The command-line interface is the simplest way to process routine lab images. Use the Python API when integrating SNAPpy into another analysis script.

```python
from snap_py import load_lab_model, predict_image
from snap_py.io import write_points_csv

lab_model = load_lab_model("ch1")
coords, scores = predict_image(
    "image.tif",
    lab_model.recipe,
    lab_model.model_path,
    score_threshold=lab_model.score_threshold,
)
write_points_csv("detections.csv", coords, scores)
```

## How It Works

SNAPpy uses a two-stage workflow:

1. It preprocesses the 3D image, subtracts background when requested, and searches for local maxima in 3D.
2. It refines each candidate with local Gaussian-style fitting and measures intensity, shape, contrast, and background features.
3. It applies a trained classifier to keep candidates that resemble true puncta and reject likely artifacts.
4. It writes final 3D puncta coordinates and decision scores.
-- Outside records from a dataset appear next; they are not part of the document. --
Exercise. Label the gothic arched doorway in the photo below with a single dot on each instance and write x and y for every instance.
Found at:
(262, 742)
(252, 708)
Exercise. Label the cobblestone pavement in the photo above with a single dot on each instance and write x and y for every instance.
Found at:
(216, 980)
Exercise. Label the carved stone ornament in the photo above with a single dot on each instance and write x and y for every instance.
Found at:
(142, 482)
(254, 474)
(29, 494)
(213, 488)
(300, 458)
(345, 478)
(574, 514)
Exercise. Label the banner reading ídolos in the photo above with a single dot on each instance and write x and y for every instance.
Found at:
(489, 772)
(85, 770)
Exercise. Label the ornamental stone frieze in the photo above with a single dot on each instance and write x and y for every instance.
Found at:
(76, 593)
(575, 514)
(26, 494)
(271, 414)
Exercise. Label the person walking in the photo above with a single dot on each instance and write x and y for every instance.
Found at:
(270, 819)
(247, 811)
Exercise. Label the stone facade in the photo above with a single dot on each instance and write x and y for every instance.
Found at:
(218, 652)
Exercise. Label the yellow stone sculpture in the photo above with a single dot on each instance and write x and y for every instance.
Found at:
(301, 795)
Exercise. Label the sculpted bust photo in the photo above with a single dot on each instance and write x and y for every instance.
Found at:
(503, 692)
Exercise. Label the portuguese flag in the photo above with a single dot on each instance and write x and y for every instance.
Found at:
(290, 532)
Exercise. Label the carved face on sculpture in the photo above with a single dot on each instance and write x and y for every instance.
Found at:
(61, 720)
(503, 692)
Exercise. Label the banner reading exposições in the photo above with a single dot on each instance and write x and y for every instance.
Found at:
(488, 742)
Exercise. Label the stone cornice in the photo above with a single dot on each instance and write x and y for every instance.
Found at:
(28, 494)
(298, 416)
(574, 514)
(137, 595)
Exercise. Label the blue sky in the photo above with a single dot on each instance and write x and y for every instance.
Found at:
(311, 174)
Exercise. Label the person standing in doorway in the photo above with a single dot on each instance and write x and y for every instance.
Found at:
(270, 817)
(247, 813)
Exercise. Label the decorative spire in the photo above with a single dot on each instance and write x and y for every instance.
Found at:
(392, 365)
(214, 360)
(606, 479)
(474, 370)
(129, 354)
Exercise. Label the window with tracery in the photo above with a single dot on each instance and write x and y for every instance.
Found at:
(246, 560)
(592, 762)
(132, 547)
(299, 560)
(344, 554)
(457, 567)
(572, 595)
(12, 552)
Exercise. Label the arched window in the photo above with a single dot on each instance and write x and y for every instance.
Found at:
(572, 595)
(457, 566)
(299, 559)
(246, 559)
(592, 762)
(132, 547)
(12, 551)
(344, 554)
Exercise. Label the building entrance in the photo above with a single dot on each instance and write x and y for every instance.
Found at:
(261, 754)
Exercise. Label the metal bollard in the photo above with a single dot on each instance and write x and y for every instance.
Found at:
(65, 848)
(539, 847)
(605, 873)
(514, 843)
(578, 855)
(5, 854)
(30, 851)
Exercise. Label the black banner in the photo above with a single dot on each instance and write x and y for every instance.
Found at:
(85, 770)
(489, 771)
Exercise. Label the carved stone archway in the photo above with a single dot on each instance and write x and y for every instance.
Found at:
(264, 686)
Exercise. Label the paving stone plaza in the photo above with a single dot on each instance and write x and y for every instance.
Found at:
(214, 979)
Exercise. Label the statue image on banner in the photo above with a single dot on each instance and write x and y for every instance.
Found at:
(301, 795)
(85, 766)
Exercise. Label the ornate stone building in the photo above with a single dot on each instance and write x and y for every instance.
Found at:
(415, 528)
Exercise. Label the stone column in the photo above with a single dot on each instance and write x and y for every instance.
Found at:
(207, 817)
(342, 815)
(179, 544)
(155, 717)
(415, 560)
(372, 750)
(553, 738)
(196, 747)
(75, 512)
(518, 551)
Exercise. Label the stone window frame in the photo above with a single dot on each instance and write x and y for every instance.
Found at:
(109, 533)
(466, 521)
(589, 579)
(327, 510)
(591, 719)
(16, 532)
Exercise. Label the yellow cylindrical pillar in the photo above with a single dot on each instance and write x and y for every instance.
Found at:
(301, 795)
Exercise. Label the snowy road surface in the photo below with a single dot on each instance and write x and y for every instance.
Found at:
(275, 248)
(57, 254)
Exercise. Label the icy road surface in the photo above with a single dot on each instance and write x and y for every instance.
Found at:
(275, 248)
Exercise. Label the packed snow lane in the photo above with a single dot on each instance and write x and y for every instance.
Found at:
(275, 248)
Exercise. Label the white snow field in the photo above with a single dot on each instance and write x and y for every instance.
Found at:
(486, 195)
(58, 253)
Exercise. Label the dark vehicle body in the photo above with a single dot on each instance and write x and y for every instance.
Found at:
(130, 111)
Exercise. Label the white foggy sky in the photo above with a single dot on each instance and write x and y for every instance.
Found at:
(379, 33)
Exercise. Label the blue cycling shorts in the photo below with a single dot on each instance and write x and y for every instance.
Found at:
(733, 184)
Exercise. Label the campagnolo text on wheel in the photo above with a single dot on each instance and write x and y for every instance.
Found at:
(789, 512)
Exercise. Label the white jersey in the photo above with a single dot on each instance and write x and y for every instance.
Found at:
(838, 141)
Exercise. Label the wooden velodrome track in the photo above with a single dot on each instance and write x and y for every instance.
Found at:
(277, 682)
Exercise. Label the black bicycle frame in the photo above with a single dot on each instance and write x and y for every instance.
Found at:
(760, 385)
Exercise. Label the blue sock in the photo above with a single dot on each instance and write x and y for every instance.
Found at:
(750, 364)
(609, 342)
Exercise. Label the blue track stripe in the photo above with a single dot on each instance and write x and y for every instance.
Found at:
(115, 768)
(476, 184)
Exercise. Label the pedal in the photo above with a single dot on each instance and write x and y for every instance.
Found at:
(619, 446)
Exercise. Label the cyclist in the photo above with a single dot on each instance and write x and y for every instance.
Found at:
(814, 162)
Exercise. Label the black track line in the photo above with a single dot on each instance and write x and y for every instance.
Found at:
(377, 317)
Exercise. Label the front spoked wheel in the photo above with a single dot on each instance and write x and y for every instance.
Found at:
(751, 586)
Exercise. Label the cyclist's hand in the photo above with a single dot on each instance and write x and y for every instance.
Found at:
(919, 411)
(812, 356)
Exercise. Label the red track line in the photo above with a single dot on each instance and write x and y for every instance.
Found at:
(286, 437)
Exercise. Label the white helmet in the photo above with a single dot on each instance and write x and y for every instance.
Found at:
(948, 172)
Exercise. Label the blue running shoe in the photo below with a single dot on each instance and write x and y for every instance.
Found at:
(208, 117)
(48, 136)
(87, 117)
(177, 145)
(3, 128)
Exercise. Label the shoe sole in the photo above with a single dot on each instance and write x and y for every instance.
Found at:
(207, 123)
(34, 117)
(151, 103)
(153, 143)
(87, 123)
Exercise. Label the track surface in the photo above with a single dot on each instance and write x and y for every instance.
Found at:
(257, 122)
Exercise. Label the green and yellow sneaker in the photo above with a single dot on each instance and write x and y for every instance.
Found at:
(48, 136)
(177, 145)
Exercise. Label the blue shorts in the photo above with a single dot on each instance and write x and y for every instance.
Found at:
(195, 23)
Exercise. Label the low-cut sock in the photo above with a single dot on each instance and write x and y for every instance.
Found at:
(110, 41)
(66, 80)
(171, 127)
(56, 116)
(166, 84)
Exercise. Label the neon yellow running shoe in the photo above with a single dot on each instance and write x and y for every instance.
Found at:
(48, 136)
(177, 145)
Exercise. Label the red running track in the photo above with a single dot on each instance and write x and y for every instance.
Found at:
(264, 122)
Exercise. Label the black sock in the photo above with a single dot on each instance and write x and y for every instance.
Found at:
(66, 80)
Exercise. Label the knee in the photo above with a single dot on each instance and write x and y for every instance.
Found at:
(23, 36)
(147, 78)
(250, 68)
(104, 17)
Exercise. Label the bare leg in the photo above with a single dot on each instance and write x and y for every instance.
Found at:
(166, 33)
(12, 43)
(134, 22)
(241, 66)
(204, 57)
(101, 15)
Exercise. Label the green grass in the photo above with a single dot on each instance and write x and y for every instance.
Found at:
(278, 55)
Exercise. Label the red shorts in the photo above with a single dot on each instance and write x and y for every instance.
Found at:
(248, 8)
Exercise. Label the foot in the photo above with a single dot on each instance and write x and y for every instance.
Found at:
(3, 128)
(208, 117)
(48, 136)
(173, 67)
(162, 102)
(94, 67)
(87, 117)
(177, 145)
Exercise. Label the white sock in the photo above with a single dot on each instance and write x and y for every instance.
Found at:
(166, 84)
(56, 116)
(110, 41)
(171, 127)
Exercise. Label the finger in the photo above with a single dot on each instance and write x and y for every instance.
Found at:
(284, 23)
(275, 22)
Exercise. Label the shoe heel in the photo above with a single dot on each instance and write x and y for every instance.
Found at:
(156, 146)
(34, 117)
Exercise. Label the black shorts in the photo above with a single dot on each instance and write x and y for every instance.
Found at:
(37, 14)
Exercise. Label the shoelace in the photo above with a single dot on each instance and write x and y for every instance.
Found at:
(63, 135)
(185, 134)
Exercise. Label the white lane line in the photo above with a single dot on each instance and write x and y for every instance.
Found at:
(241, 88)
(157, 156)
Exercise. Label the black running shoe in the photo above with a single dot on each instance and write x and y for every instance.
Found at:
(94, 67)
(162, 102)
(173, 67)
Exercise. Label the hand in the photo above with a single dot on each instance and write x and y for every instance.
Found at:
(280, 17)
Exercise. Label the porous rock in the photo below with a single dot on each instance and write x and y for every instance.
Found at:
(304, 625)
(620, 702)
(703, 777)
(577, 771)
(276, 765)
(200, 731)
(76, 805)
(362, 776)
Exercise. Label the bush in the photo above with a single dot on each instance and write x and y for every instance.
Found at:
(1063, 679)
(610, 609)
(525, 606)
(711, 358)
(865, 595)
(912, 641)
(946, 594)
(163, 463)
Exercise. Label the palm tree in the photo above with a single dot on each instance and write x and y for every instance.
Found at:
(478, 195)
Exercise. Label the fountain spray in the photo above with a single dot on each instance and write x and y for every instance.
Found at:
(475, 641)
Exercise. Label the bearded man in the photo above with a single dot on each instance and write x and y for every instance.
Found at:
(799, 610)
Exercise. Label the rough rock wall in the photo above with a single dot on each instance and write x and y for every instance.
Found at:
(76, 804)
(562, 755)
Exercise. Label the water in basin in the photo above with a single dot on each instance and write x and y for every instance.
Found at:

See [docs/workflow.md](docs/workflow.md) for a more detailed explanation.

## Repository Scope

This repository contains the installable SNAPpy package, bundled lab-use models, documentation, and lightweight tests. Raw microscopy data, benchmark result trees, cluster logs, and manuscript-generation artifacts are intentionally excluded.

## More Documentation

- [Installation guide](docs/installation.md)
- [Bundled lab models](docs/models.md)
- [Workflow overview](docs/workflow.md)

## Citation

If you use SNAPpy in a publication, cite the associated manuscript once available.